My understanding is that a Heap is basically a semi-sorted tree, where the value of each child node is guaranteed to be less than the value of its parent (assume for this discussion MinHeaps). So if it's a tree, why is it that every implementation I've seen has used an array-like structure internally instead of building a set of tree nodes?

It seems weird to me that I have to memorize that the children of N in an array sit at 2N + 1 (left) and 2N + 2 (right)*. Why not just build a node with Left and Right properties and go from there?

*Source: This article


Solution

  • TL;DR: Save on memory overhead, get more speed from data locality.

    For a binary tree you need in each node 4 bytes for left child and 4 byte for the right child (or 8+8 if you are on 64 bit system). That's just the bare pointers you need. If you store a 32 bit int that's a lot of overhead. Add another pointer for the parent that is needed for pushing a node towards the root and you are looking at 24 bytes of overhead for a 4 byte integer on a 64bit system.

    For a heap you don't need to worry about arbitrary trees. You usually only worry about the head (the min/max of the values) and you don't care about the internal structure. The heap is an almost complete binary tree (all levels are filled except the last one which is filled left to right). In this structure if you just put the nodes in an array, then for a node at index x you always find the parent at (x+1)/2 the left child at x*2+1 and the right child at x*2+2. So no need to store any of those fat pointers.

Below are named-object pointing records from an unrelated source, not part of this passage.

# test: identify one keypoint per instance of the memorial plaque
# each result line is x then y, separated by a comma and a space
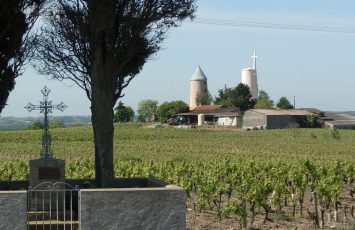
48, 173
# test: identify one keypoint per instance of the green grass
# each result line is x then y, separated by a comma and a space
133, 141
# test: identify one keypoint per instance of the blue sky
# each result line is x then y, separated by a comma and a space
317, 68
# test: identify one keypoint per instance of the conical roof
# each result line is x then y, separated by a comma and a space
198, 75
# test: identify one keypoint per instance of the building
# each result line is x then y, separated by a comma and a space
198, 85
249, 78
339, 120
274, 118
212, 114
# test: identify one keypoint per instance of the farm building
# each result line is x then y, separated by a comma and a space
212, 114
273, 118
339, 121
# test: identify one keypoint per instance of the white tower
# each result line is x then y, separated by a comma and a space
198, 84
249, 77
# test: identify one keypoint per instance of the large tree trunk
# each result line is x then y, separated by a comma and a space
102, 89
102, 122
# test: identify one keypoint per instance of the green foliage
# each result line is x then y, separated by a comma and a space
17, 18
284, 103
215, 178
36, 125
168, 110
147, 110
263, 104
239, 97
335, 134
56, 124
314, 121
204, 98
264, 101
123, 113
224, 97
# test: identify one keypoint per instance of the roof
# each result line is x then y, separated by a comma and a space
282, 112
198, 75
341, 123
207, 107
312, 110
338, 116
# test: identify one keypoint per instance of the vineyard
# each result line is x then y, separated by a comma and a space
233, 179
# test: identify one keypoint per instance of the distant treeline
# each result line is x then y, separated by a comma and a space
19, 123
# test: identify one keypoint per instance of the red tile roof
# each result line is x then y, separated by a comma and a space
292, 112
207, 107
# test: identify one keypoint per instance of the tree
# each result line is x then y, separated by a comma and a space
123, 113
102, 45
168, 110
17, 18
284, 103
242, 97
263, 104
263, 95
224, 97
264, 101
147, 109
204, 98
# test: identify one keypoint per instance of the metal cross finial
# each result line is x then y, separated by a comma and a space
254, 60
46, 107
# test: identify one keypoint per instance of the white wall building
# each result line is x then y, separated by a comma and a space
249, 78
198, 84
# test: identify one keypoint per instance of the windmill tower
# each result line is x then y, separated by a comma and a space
198, 84
249, 77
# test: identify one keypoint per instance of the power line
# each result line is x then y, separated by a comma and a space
277, 26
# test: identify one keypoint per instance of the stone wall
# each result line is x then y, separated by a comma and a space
13, 210
281, 122
133, 208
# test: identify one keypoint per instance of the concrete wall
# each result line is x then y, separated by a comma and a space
253, 119
281, 122
13, 210
133, 208
227, 121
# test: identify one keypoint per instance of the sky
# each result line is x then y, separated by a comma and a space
317, 68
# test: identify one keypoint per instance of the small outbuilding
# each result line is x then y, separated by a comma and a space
212, 114
273, 118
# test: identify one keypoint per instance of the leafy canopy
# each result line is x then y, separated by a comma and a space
204, 98
123, 113
168, 110
284, 103
147, 109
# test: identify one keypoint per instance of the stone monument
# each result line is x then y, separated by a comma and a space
46, 168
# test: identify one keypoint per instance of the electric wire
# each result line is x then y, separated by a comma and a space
277, 26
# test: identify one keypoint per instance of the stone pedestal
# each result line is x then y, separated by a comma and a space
44, 173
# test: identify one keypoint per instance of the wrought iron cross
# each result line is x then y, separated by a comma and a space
46, 107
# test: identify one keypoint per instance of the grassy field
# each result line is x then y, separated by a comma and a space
273, 171
134, 141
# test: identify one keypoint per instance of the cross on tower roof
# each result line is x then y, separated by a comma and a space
46, 107
254, 60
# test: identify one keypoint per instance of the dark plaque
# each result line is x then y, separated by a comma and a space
48, 173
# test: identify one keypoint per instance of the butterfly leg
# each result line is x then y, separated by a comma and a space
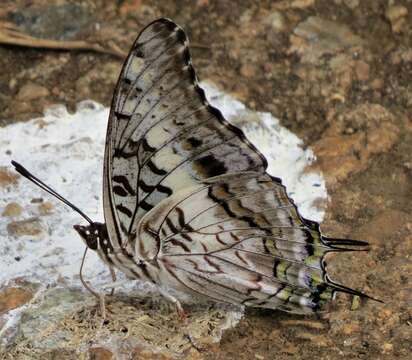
172, 299
113, 274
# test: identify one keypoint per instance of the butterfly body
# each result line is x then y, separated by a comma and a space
187, 201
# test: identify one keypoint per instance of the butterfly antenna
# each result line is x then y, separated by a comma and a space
25, 173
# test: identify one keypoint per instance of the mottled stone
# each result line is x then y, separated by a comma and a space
315, 339
60, 354
362, 70
56, 21
31, 227
397, 15
46, 208
100, 353
13, 297
31, 91
369, 130
277, 22
12, 209
316, 37
6, 177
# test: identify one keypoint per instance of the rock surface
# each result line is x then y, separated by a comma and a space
330, 93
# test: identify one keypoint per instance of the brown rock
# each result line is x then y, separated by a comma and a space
397, 15
7, 177
315, 339
12, 209
276, 20
144, 354
13, 297
302, 4
60, 354
30, 227
99, 353
370, 130
248, 71
350, 328
32, 91
46, 208
362, 70
316, 37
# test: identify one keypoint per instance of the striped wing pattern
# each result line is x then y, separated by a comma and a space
163, 135
187, 200
238, 238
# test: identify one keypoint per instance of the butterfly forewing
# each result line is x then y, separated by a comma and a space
162, 134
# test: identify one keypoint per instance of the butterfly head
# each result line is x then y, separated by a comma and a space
93, 235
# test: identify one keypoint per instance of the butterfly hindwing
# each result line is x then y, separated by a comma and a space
238, 238
162, 134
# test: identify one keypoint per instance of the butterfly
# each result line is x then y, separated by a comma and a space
188, 204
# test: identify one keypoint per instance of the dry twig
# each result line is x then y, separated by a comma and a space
10, 35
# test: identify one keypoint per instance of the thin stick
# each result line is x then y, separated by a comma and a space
11, 36
113, 278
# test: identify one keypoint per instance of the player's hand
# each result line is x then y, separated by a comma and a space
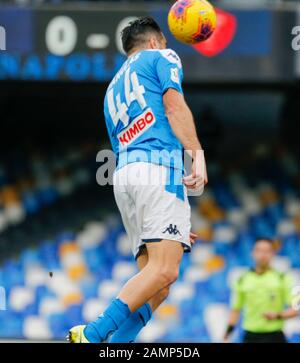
193, 238
270, 316
198, 179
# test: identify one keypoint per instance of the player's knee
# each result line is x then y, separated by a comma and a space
169, 275
164, 293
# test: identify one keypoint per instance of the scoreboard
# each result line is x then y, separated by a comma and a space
82, 43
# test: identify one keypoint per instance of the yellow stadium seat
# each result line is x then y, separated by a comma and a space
68, 247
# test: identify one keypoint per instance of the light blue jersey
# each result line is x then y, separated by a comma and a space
134, 111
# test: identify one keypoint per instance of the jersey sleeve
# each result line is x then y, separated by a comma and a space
237, 296
169, 70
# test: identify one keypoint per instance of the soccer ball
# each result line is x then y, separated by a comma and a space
192, 21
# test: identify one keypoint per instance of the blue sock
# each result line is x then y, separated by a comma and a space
111, 319
133, 325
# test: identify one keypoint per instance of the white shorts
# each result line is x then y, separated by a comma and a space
149, 212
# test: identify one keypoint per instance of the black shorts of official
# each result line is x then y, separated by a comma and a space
274, 337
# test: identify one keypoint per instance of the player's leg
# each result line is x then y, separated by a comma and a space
128, 332
160, 272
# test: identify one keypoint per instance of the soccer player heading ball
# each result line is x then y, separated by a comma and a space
149, 124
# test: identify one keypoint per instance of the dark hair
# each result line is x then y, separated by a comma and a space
265, 239
135, 33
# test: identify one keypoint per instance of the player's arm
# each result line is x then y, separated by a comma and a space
181, 120
289, 312
237, 304
234, 317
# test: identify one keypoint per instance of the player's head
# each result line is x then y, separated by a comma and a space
143, 33
263, 252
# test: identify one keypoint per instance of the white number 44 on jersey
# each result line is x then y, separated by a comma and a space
117, 109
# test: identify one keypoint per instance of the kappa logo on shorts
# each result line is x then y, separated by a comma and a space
172, 230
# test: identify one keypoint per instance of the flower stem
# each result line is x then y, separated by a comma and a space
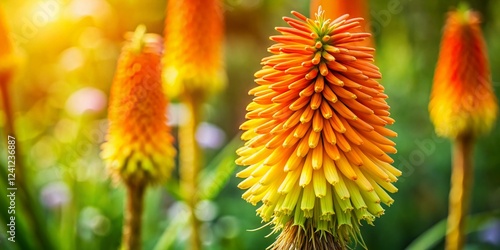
25, 197
131, 238
461, 182
190, 164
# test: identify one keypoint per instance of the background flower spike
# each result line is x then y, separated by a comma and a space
138, 150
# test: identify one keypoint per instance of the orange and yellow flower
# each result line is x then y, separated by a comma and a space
316, 151
193, 48
462, 98
139, 144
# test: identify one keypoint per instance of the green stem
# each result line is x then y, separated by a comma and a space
131, 237
461, 182
190, 165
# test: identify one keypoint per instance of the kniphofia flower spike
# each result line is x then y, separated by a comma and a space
462, 98
139, 144
316, 138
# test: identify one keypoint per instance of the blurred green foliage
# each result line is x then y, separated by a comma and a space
70, 48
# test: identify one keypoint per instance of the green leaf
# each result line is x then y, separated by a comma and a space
436, 233
218, 171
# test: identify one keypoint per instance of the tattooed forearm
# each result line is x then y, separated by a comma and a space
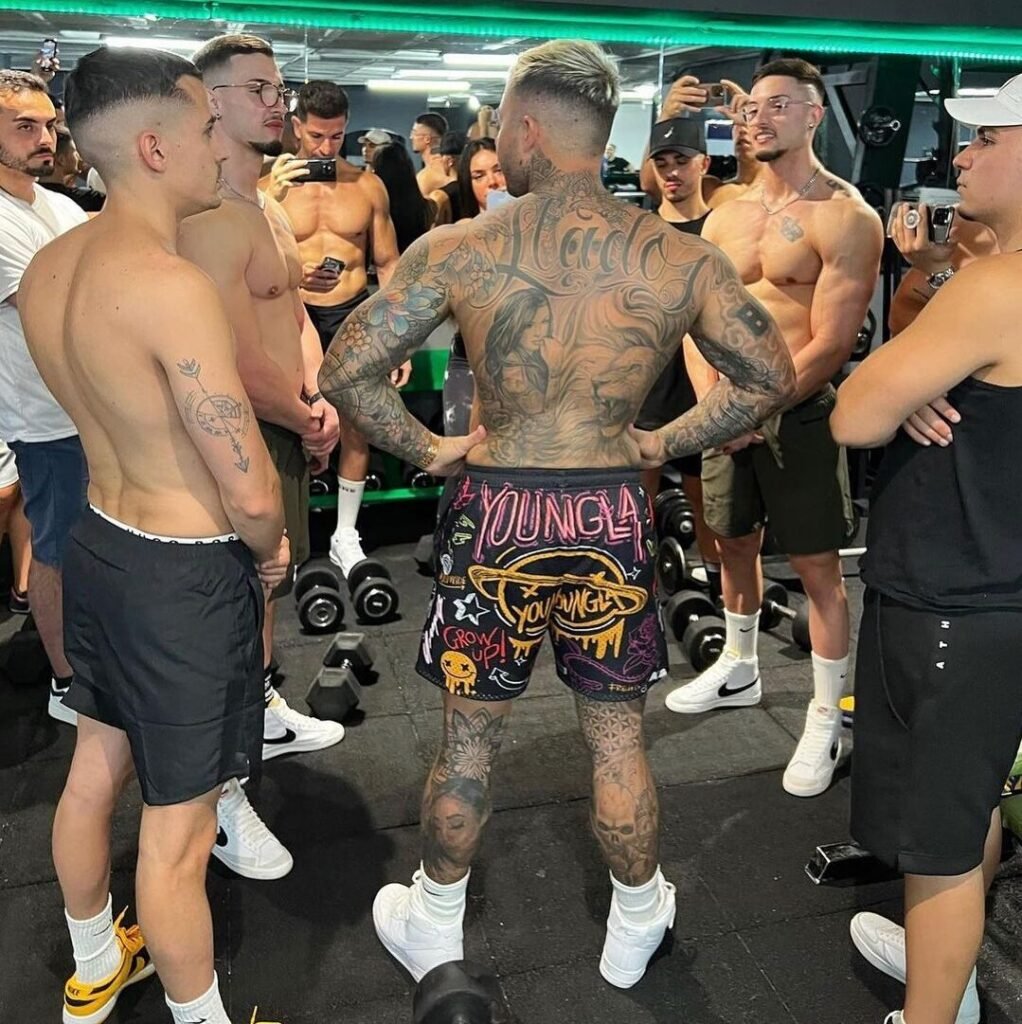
456, 805
217, 415
625, 812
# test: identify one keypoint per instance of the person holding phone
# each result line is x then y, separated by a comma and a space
339, 213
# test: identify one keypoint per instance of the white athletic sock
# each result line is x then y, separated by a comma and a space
208, 1008
829, 679
97, 954
348, 502
741, 633
638, 903
444, 904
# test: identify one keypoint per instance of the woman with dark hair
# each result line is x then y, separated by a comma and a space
412, 214
478, 174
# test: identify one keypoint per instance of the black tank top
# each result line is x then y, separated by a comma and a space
944, 528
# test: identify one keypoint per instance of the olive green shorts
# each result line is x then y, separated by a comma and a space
796, 483
288, 456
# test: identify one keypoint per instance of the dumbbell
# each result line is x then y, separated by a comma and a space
675, 516
456, 992
671, 568
424, 555
693, 620
775, 608
317, 593
373, 595
347, 667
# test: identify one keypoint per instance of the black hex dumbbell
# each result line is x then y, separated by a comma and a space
347, 667
671, 568
775, 608
675, 516
317, 593
373, 595
694, 622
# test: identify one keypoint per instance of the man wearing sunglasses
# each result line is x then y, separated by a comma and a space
249, 250
808, 247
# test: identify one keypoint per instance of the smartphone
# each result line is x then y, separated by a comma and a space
716, 93
321, 170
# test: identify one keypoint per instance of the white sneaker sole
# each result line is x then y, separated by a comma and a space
57, 711
626, 979
270, 751
101, 1015
743, 698
270, 873
396, 951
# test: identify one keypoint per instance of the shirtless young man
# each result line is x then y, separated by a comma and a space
570, 303
162, 594
246, 246
425, 138
808, 247
349, 220
938, 709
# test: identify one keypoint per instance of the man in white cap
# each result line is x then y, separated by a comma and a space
938, 713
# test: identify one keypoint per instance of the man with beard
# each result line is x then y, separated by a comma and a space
346, 220
247, 247
808, 247
49, 456
570, 304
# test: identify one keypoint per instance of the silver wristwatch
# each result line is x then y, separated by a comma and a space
940, 278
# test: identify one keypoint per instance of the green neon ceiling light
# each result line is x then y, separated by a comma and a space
645, 28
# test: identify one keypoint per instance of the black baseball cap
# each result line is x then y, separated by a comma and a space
683, 135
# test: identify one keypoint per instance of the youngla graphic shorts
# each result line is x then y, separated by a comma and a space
524, 552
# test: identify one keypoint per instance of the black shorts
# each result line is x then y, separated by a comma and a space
329, 320
672, 395
938, 718
165, 641
523, 552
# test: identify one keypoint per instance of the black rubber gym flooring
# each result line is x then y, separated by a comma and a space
755, 941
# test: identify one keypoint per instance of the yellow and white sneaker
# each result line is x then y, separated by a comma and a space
90, 1004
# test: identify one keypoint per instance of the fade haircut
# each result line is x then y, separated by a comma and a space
436, 123
216, 53
19, 81
107, 79
801, 71
322, 99
576, 74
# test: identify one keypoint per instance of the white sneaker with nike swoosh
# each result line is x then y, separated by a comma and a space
288, 731
882, 942
729, 682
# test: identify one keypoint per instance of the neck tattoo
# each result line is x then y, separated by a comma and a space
799, 195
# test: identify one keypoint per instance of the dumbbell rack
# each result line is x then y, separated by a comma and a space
427, 376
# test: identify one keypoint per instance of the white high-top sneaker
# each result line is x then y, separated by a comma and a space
882, 942
817, 755
243, 842
414, 939
288, 731
729, 682
628, 946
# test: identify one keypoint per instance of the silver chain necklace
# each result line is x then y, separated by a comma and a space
801, 193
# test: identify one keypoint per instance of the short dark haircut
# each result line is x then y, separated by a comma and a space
218, 51
17, 81
801, 71
108, 78
436, 123
323, 99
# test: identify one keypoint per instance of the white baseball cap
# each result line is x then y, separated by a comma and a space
1001, 111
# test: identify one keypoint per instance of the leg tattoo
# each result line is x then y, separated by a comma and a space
625, 811
456, 805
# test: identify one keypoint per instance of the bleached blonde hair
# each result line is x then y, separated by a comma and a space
576, 74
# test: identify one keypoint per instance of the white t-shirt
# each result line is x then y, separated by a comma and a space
28, 410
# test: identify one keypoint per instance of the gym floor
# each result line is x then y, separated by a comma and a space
755, 942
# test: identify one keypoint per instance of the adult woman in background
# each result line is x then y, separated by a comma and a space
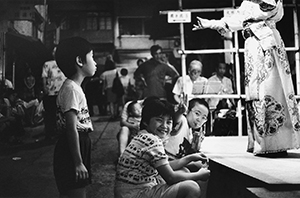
273, 119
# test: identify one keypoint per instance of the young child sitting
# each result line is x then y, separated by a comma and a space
144, 160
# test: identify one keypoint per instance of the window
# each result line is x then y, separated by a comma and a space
89, 21
133, 26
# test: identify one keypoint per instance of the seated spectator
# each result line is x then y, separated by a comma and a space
5, 82
188, 136
11, 113
130, 123
219, 84
144, 160
140, 83
194, 82
29, 86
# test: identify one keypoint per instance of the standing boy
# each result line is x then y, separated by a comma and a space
72, 152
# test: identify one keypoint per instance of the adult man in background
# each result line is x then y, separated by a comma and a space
195, 83
153, 72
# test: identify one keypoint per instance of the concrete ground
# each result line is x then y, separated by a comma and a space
26, 170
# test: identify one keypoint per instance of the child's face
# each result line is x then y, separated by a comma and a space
160, 126
136, 110
197, 116
90, 65
194, 72
221, 69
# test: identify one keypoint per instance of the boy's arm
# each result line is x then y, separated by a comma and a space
73, 140
177, 119
172, 177
182, 162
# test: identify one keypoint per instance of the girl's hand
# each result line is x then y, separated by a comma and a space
204, 174
198, 157
201, 24
136, 127
81, 172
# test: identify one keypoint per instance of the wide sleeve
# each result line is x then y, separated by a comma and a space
252, 11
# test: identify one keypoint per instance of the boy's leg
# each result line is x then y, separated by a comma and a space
184, 189
77, 193
123, 138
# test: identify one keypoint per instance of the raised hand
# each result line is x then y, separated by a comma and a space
201, 24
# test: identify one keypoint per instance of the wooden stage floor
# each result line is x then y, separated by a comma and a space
229, 153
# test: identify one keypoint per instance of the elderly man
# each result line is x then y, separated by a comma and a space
195, 84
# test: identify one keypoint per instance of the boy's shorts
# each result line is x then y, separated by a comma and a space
63, 163
123, 190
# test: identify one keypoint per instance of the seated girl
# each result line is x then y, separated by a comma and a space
144, 160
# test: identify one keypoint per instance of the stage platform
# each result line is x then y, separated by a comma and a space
237, 173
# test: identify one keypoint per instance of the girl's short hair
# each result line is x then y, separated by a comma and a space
154, 107
195, 101
67, 51
130, 107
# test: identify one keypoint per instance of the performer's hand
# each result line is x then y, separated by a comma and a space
201, 24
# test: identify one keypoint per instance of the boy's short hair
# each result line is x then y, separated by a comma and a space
195, 101
67, 51
124, 71
155, 48
154, 107
130, 107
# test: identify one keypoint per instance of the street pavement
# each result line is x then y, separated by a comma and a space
26, 170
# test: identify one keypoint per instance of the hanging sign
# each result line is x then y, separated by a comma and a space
179, 17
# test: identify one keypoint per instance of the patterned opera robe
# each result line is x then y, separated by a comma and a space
272, 113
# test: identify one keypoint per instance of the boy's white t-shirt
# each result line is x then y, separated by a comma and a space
72, 97
173, 142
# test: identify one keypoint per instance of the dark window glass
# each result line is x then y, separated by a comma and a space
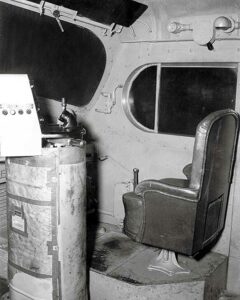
187, 95
142, 97
66, 64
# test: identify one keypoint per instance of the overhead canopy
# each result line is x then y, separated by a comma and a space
122, 12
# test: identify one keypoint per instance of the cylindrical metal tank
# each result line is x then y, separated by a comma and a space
47, 224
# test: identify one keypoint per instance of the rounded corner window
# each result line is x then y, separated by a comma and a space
174, 98
140, 109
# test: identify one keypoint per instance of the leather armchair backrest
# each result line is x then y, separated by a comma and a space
214, 148
212, 165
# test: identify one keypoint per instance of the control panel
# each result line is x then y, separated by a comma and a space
20, 133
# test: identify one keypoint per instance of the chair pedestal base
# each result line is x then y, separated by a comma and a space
166, 262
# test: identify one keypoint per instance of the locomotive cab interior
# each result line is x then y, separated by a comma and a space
120, 91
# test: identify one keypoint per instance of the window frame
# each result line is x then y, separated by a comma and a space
134, 74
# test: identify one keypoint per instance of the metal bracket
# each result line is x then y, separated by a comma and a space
109, 101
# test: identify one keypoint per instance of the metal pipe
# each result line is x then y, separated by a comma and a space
135, 178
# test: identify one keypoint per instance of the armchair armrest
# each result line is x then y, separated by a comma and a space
178, 188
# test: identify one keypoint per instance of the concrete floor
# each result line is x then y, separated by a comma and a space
121, 264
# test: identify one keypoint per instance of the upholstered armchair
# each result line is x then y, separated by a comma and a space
187, 215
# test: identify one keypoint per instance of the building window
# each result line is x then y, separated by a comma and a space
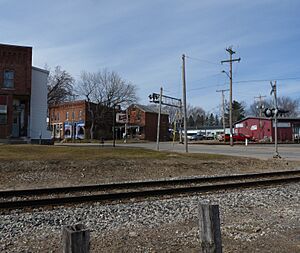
8, 79
3, 114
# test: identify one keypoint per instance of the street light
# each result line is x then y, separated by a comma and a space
223, 71
115, 106
230, 107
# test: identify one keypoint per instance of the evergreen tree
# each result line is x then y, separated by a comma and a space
217, 122
191, 122
211, 120
238, 112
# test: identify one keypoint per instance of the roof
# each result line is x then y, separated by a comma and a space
68, 103
148, 109
40, 70
265, 118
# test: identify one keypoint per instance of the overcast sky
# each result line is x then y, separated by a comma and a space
143, 40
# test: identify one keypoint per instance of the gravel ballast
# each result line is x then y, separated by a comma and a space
252, 220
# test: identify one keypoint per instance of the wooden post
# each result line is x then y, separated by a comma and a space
76, 239
209, 228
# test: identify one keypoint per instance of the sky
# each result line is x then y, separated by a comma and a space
143, 41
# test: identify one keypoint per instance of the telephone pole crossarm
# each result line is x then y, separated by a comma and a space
231, 52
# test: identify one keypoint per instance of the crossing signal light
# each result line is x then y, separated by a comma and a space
269, 112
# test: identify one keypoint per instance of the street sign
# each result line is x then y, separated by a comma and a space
121, 118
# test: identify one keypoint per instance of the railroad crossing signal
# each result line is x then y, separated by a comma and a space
271, 112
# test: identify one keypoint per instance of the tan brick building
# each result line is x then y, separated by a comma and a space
142, 123
72, 120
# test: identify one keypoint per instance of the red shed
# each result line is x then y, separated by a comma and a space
288, 129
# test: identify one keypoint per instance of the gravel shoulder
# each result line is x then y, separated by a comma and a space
16, 174
252, 220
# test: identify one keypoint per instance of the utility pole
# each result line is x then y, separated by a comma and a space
231, 52
260, 98
158, 120
274, 91
184, 103
223, 109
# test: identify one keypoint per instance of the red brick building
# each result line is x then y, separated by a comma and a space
288, 129
72, 120
15, 90
142, 122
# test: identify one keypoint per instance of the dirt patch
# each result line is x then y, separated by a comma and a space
49, 173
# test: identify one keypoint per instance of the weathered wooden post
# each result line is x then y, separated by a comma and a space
209, 228
76, 239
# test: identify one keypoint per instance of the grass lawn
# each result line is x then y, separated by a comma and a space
43, 152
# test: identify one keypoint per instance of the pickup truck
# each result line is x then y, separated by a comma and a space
235, 137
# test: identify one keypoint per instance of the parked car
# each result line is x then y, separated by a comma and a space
194, 136
235, 137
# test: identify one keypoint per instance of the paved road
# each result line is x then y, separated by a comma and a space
263, 151
286, 151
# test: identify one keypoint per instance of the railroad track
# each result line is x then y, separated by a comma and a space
120, 191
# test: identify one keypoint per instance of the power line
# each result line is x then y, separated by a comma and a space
267, 80
202, 60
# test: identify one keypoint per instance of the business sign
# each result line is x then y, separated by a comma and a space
121, 118
253, 127
282, 124
3, 109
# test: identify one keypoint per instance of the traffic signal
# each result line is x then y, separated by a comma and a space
269, 112
154, 97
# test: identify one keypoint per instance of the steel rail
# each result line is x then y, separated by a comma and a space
150, 183
146, 193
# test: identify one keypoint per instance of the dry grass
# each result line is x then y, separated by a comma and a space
37, 152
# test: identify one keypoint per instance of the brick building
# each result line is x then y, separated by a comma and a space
142, 122
72, 120
21, 114
15, 90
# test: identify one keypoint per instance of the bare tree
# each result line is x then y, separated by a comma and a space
290, 105
60, 86
105, 90
284, 103
194, 111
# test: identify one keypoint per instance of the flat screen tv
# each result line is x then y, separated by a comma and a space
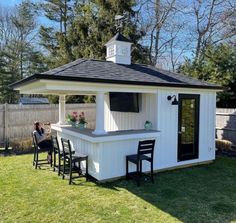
124, 102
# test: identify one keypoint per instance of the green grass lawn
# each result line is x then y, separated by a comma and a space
200, 194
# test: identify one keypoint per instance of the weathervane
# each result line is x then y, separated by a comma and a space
120, 20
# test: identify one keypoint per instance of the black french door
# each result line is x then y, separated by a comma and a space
188, 127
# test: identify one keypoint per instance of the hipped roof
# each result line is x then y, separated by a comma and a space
98, 71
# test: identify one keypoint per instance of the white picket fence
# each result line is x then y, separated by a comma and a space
16, 121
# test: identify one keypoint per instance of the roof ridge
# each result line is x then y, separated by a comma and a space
80, 61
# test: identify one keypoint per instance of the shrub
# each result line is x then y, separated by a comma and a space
223, 144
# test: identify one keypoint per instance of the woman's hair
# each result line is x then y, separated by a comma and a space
40, 131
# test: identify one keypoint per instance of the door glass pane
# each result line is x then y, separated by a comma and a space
188, 125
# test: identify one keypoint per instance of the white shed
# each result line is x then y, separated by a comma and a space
181, 110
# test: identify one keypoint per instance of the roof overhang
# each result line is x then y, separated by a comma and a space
50, 84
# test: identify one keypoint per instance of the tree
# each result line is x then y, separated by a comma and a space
19, 57
217, 66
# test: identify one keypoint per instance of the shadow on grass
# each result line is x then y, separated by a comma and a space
199, 194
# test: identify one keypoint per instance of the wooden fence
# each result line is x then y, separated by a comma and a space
226, 124
16, 121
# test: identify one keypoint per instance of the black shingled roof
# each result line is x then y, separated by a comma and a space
88, 70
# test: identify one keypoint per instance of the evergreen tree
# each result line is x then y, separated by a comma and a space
218, 65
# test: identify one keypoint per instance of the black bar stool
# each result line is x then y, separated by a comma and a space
145, 152
57, 153
69, 161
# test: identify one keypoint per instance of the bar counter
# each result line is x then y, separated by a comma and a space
107, 152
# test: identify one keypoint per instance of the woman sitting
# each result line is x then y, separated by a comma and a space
43, 141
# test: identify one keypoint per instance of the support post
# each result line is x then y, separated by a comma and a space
100, 114
6, 126
62, 109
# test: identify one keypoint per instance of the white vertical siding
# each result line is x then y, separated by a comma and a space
129, 120
168, 125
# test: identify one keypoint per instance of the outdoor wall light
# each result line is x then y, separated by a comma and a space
174, 102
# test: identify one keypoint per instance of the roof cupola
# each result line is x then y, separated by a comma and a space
119, 50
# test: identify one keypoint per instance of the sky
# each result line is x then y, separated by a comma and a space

    In addition to the space saved you also get a speed boost because the memory is contiguous so it's more likely that it will be cached together (not guaranteed, just more likely).

    Sure, if it not something where efficiency is important, you can implement it as a regular tree. And conversely, if you have a almost complete tree and you want to the most out of you system implement it with an array (even if you don't use it as a heap).